I went for a run to burn off the frustration of my conversation with Jenny. And somewhere along the path in front of the Lincoln Memorial it occurred to me what going home would entail. Clients would need to be passed off to other attorneys at the firm, extensions might have to be requested, Jake could take care of the apartment . . . and Sofia would be back here. In DC. Without me. Surrounded by a whole town of Richard Amsterdams who would swarm her like bears on an unclaimed honey pot.

The thought was . . . bothersome.

Sofia’s a grown woman, she can take care of herself—and she has no obligation or commitment to me. I understand this. But I’m allowed to care about her—I’m her friend. The idea that she could take up with an Amsterdam, that she may replace me with someone so fucking unworthy, because of a physical need, didn’t sit right with me at all.

Then I recalled my talk with Jenn.

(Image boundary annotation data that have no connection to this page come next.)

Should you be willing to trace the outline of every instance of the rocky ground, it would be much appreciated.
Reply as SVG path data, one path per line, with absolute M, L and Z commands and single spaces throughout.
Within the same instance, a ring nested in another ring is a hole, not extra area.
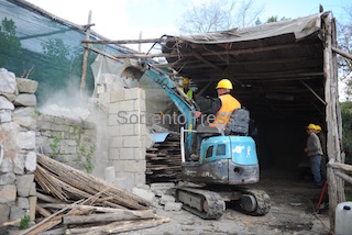
M 263 174 L 261 182 L 253 186 L 265 190 L 272 209 L 265 216 L 250 216 L 228 209 L 220 220 L 201 220 L 187 211 L 157 214 L 169 217 L 170 222 L 130 234 L 329 234 L 328 210 L 315 212 L 321 188 L 301 179 L 297 174 Z

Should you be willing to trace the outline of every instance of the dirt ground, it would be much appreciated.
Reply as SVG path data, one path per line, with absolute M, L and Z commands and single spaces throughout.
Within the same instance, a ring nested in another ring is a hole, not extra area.
M 157 214 L 169 223 L 131 234 L 329 234 L 328 209 L 319 214 L 317 208 L 322 188 L 317 188 L 299 174 L 266 171 L 253 188 L 265 190 L 271 197 L 271 211 L 265 216 L 251 216 L 228 209 L 217 221 L 201 220 L 187 211 Z

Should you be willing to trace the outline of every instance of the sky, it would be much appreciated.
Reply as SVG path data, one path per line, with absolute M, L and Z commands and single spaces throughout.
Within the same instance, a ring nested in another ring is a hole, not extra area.
M 178 25 L 185 12 L 193 5 L 210 0 L 28 0 L 29 2 L 73 23 L 85 25 L 91 10 L 91 29 L 110 40 L 157 38 L 164 34 L 179 35 Z M 228 0 L 221 0 L 223 4 Z M 238 2 L 240 2 L 239 0 Z M 263 9 L 258 15 L 261 22 L 271 16 L 277 19 L 297 19 L 319 12 L 332 11 L 338 22 L 346 18 L 345 8 L 351 0 L 253 0 L 255 8 Z M 129 46 L 129 45 L 127 45 Z M 146 52 L 151 45 L 143 45 Z M 138 49 L 138 45 L 130 45 Z M 340 99 L 344 85 L 340 82 Z
M 164 34 L 178 35 L 183 14 L 205 0 L 28 0 L 29 2 L 73 23 L 84 25 L 92 12 L 92 30 L 110 40 L 156 38 Z M 209 1 L 209 0 L 208 0 Z M 324 11 L 343 20 L 343 8 L 350 0 L 253 0 L 263 8 L 260 20 L 270 16 L 296 19 Z M 223 0 L 227 3 L 227 0 Z M 341 15 L 341 16 L 340 16 Z

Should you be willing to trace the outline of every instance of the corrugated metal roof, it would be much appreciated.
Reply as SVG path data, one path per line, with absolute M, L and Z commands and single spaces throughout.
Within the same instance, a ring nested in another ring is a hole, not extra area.
M 216 83 L 229 78 L 233 94 L 254 115 L 323 120 L 322 18 L 329 13 L 255 27 L 190 36 L 168 36 L 167 61 L 189 77 L 202 96 L 216 97 Z

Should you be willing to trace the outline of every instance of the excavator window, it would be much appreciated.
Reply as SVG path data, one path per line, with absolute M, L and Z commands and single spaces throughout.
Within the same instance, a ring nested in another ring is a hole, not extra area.
M 224 144 L 220 144 L 217 146 L 217 153 L 216 153 L 217 156 L 224 156 L 227 155 L 227 145 Z
M 206 154 L 206 158 L 212 157 L 212 149 L 213 149 L 213 146 L 212 146 L 212 145 L 208 147 L 207 154 Z

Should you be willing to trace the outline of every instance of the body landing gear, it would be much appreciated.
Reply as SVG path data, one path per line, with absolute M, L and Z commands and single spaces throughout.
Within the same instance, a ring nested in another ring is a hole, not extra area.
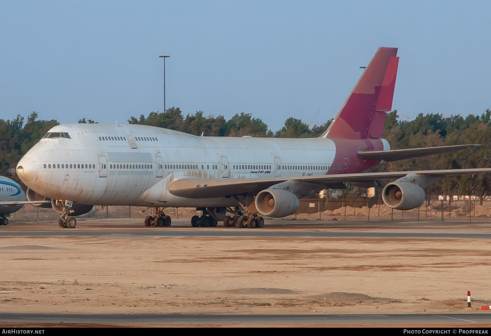
M 63 212 L 60 218 L 58 219 L 58 225 L 60 227 L 64 228 L 75 228 L 75 226 L 77 226 L 77 220 L 75 219 L 75 217 L 69 216 L 74 212 L 73 209 L 72 209 L 73 202 L 67 200 L 65 201 L 63 204 L 64 204 L 62 208 Z
M 191 218 L 191 226 L 193 227 L 214 227 L 218 224 L 217 220 L 210 216 L 207 211 L 202 211 L 200 216 L 194 215 Z
M 149 208 L 147 208 L 148 210 Z M 160 209 L 155 208 L 155 217 L 147 216 L 145 218 L 143 223 L 145 226 L 170 226 L 171 222 L 170 216 L 164 213 L 164 208 Z M 146 211 L 146 210 L 144 211 Z

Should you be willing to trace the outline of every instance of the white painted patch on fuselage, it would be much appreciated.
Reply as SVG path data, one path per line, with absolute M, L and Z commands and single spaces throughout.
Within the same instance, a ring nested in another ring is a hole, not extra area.
M 49 197 L 94 205 L 233 206 L 233 198 L 185 198 L 167 187 L 187 176 L 321 176 L 335 153 L 326 138 L 196 137 L 152 126 L 100 124 L 60 125 L 49 131 L 57 132 L 69 138 L 42 139 L 19 162 L 19 177 Z

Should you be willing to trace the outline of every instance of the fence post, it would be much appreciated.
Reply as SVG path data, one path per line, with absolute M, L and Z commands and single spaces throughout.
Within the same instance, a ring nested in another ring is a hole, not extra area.
M 343 206 L 344 207 L 344 220 L 346 220 L 346 204 L 344 204 L 344 201 L 343 201 Z

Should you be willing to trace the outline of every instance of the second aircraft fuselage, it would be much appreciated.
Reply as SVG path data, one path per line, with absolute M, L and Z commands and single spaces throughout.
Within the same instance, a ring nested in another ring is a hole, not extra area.
M 37 193 L 92 205 L 232 206 L 233 198 L 186 198 L 169 193 L 176 179 L 247 179 L 360 172 L 380 163 L 358 150 L 389 149 L 383 139 L 196 137 L 137 125 L 53 127 L 19 162 Z M 155 190 L 159 183 L 158 196 Z

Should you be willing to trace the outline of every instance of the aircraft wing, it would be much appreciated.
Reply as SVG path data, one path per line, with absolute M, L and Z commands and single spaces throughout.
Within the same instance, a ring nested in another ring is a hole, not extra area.
M 226 197 L 248 193 L 255 195 L 278 183 L 286 181 L 298 181 L 313 184 L 327 186 L 331 184 L 346 182 L 360 182 L 399 178 L 409 173 L 432 176 L 445 176 L 464 174 L 479 174 L 491 172 L 491 168 L 477 169 L 455 169 L 439 170 L 416 170 L 388 172 L 359 173 L 324 175 L 322 176 L 299 176 L 298 177 L 271 177 L 247 179 L 204 179 L 198 177 L 184 178 L 170 183 L 169 192 L 173 195 L 190 198 Z
M 466 149 L 472 147 L 479 147 L 480 144 L 458 145 L 457 146 L 441 146 L 428 147 L 424 148 L 410 148 L 409 149 L 391 149 L 390 150 L 371 150 L 358 152 L 358 157 L 362 159 L 380 159 L 384 161 L 397 161 L 405 159 L 411 159 L 421 156 L 431 155 L 452 152 L 461 149 Z
M 0 205 L 13 206 L 19 204 L 39 204 L 43 203 L 51 203 L 51 201 L 7 201 L 0 202 Z

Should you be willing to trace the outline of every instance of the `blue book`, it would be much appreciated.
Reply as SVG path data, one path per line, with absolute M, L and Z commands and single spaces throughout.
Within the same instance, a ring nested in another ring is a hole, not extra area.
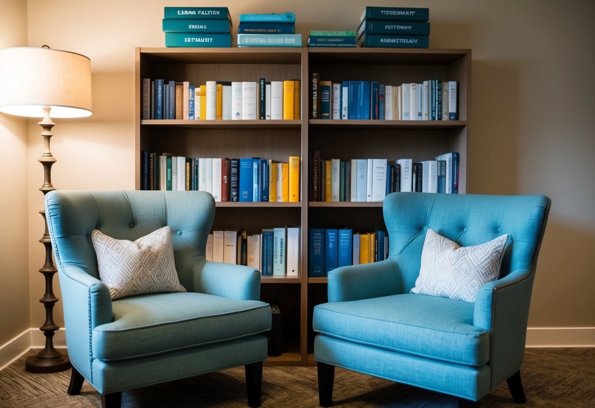
M 339 232 L 336 228 L 324 230 L 324 276 L 339 265 Z
M 164 80 L 155 80 L 155 118 L 163 119 Z
M 308 275 L 324 276 L 324 228 L 311 228 L 308 240 Z
M 273 230 L 262 230 L 261 235 L 261 271 L 262 275 L 273 275 Z
M 227 7 L 165 7 L 166 18 L 231 20 Z
M 164 18 L 164 33 L 231 33 L 231 22 L 228 20 L 195 20 Z
M 293 23 L 242 23 L 237 27 L 238 34 L 295 34 Z
M 293 12 L 283 14 L 240 14 L 240 23 L 293 23 L 296 15 Z
M 239 201 L 251 202 L 253 196 L 252 158 L 240 159 L 239 164 Z
M 207 33 L 165 33 L 166 47 L 229 48 L 231 34 Z
M 341 228 L 339 230 L 338 240 L 337 266 L 352 265 L 353 261 L 353 230 L 351 228 Z

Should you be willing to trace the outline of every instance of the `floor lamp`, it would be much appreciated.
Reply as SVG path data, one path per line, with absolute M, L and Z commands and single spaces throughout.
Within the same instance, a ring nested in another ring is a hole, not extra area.
M 52 190 L 52 165 L 56 159 L 49 150 L 54 123 L 52 118 L 80 118 L 91 115 L 91 62 L 86 57 L 74 52 L 22 47 L 0 50 L 0 112 L 33 118 L 43 131 L 43 153 L 39 162 L 43 166 L 43 195 Z M 45 212 L 40 211 L 45 222 Z M 70 367 L 66 353 L 54 347 L 52 338 L 59 327 L 54 322 L 52 281 L 57 269 L 52 259 L 48 234 L 39 240 L 45 247 L 45 263 L 39 272 L 45 278 L 45 293 L 39 300 L 45 307 L 46 319 L 40 329 L 45 336 L 45 348 L 27 359 L 25 369 L 30 372 L 57 372 Z

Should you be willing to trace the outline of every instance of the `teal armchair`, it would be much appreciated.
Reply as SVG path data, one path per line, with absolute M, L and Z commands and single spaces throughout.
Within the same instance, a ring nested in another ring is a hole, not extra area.
M 68 394 L 86 379 L 104 408 L 119 407 L 123 391 L 244 365 L 248 405 L 260 405 L 271 310 L 259 300 L 258 271 L 206 260 L 211 194 L 54 191 L 45 209 L 73 365 Z M 135 241 L 166 225 L 186 291 L 112 300 L 99 279 L 92 231 Z
M 520 368 L 550 205 L 544 196 L 387 196 L 387 259 L 329 272 L 328 303 L 314 308 L 320 404 L 331 404 L 335 367 L 455 396 L 461 406 L 506 380 L 524 402 Z M 411 293 L 430 228 L 461 247 L 508 234 L 499 276 L 474 301 Z

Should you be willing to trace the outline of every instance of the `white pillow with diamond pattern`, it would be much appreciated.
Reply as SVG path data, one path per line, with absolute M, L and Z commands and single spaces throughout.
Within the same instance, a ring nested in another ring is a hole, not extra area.
M 500 273 L 508 235 L 461 247 L 428 229 L 421 252 L 419 276 L 412 293 L 475 302 L 480 288 Z
M 164 227 L 134 242 L 91 233 L 99 279 L 112 300 L 146 293 L 185 292 L 174 263 L 171 229 Z

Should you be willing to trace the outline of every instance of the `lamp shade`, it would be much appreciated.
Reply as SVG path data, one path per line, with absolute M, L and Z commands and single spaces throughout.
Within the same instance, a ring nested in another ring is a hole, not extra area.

I went over it in my head the way a quarterback reviews last game’s tapes. And I saw clearly the tone I should’ve taken, the words I shouldn’t have said. All the worse things I would’ve said if Sofia hadn’t been there to set me straight, to pull me back from the brink. That’s when the notion occurred to me—the solution.

And the more I thought about it, the smarter it seemed. The best course of action for both of us.

When I looked up, I was outside Sofia’s townhouse. Like my feet had led me there on their own. My dick does that on occasion, and he’s never steered me wrong before.

So here we are. Bright and early Thursday morning, in front of the same townhouse, carrying Sofia’s bags out to load up the Porsche for our covert operation.

Sofia’s many, many bags.

“I think I just gave myself a hernia,” Jake complains, dropping a Louis Vuitton duffel that sounds like it’s filled with bricks. Next to five matching—and equally weighted—bags. “Are you going for a week or a year?”

Sofia emerges from the house, wearing a black sleeveless jumpsuit, loose but elegant, with a low-cut V-neck that pushes it to the front of my favorite-outfits lineup. A boxy yellow purse is slung over one arm, a floppy white-straw sunhat sits on top her shiny dark head, and big round sunglasses cover half her face. In the light of the early morning June sun, she’s nothing short of breathtaking.